By the family
May 18, 2022: Bridget Agnes Kinney passed away on Sunday May 1st at home in Pallaskenry Co. Limerick. Her family was all with her. She celebrated her 87th birthday on Easter Sunday.
Agnes was born at Beale Lodge, Co. Kerry Ireland on April 17th, 1935. Her childhood on the farm overlooking the Shannon River led to a lifetime love of gardens and animals. She inherited her mother’s sense of style who decorated Beale Lodge with pine dressers and blue willow, chintz sofas and a cottage garden in the front. This country life drew her back to Ireland many years later.
She came to New York at eighteen and worked at Con Edison. She met her husband, Kevin Aiden Kinney, a young air force 1st lieutenant in East Durham in the Catskills , where the Irish went for dancing and relief from city life. They were married on August 10th, 1959 in Killarney and honeymooned all over Ireland.
They settled in Riverdale in a house overlooking the Hudson, before moving to Bronxville, NY. Kevin worked at the Stock Exchange, Schraffs, and later started Domus Appraisals, a real estate company. Agnes, inspired by her mother’s aesthetic sense of style decorated this and all her homes beautifully. She imbued in her children a love of poetry, literature, art, theatre and dance. Her daughter, Deirdre’s father-in-law, Vincent Brennan said that Agnes’ home was the only one in Bronxville where he could read the poetry of Yeats in the bathroom, where it hung in their house on Prescott Avenue.
Agnes opened an Irish Import shop Carrig Isle, in the village of Bronxville in 1976. It later transitioned to a private label shop featuring the best in classic style with hand knit sweaters, fair isles, cashmeres and tweeds. The shop became a gathering place for locals and attracted a cast of characters who would come to tell stories. Christmas Eve was always the busiest day with a flurry of people calling from Grand Central to ask her to put together outfits for presents to be ready when they got off the train.
Her home on the hilltop on Prescott Avenue was featured in the Christmas issue of Traditional Homes in 1997. “Irish Enchantment” was the title as it featured her collection of Irish antiques and paintings and rooms painted a soft Farrow and Ball pink, a dramatic red dining room and green stippled library. She loved to entertain and her partied were legendary.
She loved to travel and fondly remembered a trip to the South of France in 1956 with her sister and childhood friend. She loved Bermuda and St. Croix. On a trip to Ireland in the late 1990’s she climbed the remote Skellig Island - 700 steps to see the monk’s beehive huts. She went to Bermuda for the last time for her 80th birthday to the Coral Beach Club, a favorite.
She returned to Ireland in 2000 and made her home The Gables, at Cappagh a home.
The garden at Cappagh, Co. Limerick was her love. She kept learning and watching trends in decorating and gardening. She had a keen eye for antiques and for paintings.
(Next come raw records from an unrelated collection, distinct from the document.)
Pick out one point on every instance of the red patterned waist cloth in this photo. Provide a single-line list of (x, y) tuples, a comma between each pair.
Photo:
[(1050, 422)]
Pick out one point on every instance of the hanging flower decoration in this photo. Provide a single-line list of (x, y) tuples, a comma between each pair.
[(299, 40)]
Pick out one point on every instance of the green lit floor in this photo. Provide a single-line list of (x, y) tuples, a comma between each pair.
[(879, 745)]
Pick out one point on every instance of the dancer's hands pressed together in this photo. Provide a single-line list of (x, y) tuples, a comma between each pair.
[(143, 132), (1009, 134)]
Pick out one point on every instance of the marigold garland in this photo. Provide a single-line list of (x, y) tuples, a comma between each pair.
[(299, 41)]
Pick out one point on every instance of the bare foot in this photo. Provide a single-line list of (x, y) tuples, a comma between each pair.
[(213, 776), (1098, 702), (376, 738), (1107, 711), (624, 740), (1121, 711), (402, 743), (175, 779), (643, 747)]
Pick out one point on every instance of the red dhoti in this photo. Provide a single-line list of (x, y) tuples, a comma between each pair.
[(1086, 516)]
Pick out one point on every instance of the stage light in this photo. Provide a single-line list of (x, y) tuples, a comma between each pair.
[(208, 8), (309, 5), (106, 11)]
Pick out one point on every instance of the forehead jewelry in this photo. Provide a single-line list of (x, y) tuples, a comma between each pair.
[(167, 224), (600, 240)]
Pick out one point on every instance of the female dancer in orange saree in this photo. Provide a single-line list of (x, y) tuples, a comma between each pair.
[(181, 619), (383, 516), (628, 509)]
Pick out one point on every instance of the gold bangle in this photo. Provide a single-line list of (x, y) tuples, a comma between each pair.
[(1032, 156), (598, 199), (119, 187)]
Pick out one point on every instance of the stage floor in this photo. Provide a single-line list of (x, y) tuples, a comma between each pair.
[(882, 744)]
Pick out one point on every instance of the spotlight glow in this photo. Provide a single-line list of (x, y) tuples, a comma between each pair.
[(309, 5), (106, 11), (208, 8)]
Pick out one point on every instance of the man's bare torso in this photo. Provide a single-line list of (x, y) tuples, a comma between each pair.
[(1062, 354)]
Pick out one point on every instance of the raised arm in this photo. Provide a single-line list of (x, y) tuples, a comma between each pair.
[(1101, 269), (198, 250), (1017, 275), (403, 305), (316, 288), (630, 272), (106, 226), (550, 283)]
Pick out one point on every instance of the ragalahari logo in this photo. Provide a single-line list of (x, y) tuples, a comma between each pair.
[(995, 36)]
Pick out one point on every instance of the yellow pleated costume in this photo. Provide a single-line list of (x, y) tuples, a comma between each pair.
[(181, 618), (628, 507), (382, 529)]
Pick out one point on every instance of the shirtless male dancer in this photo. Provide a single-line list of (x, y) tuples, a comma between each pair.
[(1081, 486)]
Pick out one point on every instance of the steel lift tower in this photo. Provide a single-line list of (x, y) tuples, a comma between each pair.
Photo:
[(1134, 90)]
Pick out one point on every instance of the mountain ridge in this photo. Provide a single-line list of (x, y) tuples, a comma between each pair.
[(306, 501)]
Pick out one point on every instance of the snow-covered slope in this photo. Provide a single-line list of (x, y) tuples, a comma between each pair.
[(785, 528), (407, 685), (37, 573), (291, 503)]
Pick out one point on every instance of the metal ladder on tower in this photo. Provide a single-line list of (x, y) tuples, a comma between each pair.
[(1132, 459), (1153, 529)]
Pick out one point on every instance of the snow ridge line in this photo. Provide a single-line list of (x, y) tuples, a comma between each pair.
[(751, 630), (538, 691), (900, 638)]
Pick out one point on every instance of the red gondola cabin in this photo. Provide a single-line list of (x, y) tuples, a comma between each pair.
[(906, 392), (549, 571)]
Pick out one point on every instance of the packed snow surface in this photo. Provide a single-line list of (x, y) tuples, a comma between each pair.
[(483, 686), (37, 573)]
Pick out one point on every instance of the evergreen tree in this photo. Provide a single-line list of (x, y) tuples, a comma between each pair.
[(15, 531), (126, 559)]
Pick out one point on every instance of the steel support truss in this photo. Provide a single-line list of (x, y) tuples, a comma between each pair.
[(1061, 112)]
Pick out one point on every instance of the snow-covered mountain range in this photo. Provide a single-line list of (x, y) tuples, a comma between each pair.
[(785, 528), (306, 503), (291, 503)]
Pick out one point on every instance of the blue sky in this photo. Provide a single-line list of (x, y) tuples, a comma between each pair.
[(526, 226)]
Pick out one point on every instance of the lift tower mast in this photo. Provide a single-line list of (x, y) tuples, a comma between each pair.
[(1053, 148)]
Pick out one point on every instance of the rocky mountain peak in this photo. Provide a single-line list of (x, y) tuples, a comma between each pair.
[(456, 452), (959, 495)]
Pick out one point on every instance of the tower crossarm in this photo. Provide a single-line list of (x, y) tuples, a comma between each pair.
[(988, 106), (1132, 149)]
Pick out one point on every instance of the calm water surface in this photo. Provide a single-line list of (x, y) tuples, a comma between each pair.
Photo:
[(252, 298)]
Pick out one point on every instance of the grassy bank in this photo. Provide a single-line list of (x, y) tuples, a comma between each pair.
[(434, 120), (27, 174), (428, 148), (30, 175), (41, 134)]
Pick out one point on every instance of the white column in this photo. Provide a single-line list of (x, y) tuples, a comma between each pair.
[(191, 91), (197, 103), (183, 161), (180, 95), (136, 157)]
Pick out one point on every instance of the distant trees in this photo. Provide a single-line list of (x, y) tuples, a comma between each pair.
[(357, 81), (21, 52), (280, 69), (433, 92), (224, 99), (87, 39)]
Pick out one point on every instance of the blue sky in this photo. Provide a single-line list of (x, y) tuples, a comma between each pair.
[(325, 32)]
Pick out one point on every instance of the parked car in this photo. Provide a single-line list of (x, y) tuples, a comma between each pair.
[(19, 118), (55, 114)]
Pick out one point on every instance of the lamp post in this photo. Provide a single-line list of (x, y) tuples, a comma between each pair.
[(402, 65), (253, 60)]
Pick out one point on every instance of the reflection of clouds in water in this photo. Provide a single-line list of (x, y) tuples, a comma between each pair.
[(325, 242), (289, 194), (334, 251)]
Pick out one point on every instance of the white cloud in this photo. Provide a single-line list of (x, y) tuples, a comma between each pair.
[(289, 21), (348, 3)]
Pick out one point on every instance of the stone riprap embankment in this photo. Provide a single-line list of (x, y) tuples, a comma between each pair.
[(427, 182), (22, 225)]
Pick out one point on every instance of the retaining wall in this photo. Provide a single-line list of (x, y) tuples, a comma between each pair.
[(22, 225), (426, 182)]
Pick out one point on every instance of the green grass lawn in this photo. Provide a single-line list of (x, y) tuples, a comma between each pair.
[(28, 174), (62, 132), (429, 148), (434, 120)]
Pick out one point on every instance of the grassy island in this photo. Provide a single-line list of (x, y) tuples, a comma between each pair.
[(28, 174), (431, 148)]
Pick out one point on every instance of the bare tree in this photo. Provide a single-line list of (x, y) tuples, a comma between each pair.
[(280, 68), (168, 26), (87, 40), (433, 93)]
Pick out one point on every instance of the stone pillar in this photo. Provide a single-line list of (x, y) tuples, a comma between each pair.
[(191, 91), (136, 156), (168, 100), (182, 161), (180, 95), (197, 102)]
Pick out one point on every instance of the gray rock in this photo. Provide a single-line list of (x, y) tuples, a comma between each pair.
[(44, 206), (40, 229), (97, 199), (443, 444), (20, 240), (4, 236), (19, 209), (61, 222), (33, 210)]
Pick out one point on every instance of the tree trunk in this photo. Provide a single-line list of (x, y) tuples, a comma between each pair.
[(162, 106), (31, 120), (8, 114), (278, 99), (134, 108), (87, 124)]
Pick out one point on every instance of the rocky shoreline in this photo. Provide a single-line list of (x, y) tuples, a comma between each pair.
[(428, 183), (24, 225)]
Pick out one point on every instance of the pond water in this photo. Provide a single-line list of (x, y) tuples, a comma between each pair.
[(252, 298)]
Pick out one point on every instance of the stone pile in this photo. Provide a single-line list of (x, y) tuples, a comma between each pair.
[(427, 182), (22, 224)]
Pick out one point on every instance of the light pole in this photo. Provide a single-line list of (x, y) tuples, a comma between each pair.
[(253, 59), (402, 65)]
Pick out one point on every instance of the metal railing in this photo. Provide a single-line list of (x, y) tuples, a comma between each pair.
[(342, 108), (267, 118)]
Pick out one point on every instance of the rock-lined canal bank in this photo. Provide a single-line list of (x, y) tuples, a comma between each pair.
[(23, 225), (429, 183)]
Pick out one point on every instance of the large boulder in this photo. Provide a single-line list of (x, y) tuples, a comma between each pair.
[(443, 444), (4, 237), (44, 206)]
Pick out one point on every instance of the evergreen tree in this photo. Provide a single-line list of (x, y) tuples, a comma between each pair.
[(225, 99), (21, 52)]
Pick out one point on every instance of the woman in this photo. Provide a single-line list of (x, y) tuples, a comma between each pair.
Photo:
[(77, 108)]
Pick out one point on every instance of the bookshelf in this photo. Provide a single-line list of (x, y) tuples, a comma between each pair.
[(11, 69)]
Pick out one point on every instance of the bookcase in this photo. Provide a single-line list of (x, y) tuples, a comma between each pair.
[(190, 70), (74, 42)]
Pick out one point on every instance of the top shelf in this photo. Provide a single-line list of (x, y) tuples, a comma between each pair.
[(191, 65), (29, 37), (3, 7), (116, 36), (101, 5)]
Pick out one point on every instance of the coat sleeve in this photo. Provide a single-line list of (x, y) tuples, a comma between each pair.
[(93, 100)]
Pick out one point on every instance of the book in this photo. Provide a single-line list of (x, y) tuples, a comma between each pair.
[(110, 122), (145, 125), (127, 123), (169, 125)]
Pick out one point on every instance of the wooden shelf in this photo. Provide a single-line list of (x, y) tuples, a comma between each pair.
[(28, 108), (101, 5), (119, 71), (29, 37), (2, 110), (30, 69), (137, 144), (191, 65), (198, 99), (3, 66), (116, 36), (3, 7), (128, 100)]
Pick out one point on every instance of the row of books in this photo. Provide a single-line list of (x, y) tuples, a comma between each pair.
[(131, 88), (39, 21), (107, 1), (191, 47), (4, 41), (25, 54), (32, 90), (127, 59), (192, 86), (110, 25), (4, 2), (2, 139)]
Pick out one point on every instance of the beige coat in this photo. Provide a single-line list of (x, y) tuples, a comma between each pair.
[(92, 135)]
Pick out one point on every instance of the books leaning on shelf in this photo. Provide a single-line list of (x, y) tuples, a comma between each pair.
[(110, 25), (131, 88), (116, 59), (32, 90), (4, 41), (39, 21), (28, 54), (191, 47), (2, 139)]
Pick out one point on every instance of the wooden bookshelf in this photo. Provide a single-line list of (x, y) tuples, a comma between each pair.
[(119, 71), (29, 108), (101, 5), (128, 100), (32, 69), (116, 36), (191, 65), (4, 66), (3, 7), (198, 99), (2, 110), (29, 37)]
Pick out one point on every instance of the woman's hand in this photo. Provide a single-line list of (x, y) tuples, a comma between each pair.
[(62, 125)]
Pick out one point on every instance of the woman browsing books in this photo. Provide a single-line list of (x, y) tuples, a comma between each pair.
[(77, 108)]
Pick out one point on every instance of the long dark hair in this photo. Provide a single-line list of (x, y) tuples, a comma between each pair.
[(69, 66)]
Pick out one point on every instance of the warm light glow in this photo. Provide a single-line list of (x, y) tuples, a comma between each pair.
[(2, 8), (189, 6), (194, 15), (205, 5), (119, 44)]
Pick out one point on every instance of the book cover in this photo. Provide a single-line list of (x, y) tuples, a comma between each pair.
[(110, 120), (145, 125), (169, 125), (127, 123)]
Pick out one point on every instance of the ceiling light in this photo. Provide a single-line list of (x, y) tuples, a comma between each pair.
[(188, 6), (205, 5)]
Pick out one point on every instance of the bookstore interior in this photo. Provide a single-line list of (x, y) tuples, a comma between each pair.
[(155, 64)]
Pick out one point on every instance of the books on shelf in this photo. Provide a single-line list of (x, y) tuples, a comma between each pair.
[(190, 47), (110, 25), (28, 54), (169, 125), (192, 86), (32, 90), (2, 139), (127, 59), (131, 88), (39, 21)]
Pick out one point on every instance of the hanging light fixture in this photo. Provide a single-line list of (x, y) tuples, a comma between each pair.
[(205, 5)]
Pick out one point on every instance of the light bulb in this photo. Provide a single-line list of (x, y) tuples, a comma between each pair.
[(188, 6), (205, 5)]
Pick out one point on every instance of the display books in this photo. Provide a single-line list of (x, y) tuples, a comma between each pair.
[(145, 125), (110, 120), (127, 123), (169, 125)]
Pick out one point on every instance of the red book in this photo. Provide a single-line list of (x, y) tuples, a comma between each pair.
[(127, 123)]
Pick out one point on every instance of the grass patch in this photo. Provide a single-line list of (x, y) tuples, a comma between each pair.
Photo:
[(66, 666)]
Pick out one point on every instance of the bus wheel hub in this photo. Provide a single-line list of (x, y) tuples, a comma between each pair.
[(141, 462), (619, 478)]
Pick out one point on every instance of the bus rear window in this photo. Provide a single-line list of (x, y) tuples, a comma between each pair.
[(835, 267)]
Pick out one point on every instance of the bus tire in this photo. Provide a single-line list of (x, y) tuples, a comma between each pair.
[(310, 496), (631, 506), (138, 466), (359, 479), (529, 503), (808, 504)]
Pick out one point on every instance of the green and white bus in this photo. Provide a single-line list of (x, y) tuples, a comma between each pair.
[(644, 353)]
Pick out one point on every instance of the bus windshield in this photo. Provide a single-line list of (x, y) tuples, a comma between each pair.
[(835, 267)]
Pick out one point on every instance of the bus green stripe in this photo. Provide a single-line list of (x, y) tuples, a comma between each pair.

Cappagh was a refuge of style and nature and when the sun filled its garden and conservatory it was the magical place of thoughtful inspiration.
All the children have been by her side to bid her farewell. As Father Wrenn said during an extraordinary mass he hosted at our home in Pallaskenry— life comes full circle and Agnes is returning to the kingdom of Kerry to rest with her father in Kilconly where the hill slopes down toward the Shannon. Father Wrenn told us that Puccini’s last opera was finished by his students and as he gave his talents to those students so Agnes gave her wisdom, style and humor to carry on to her husband and her children. She left us on a soft Sunday morning— when the window was opened to let out her soul, the sun dappled on the dew strewn grass and the birds sang her a peaceful tune for her journey.
She is survived by her husband, Kevin; children Deirdre, Maura, Beth & Kevin and sisters Nuala Cosgrove and Teresa Ryan.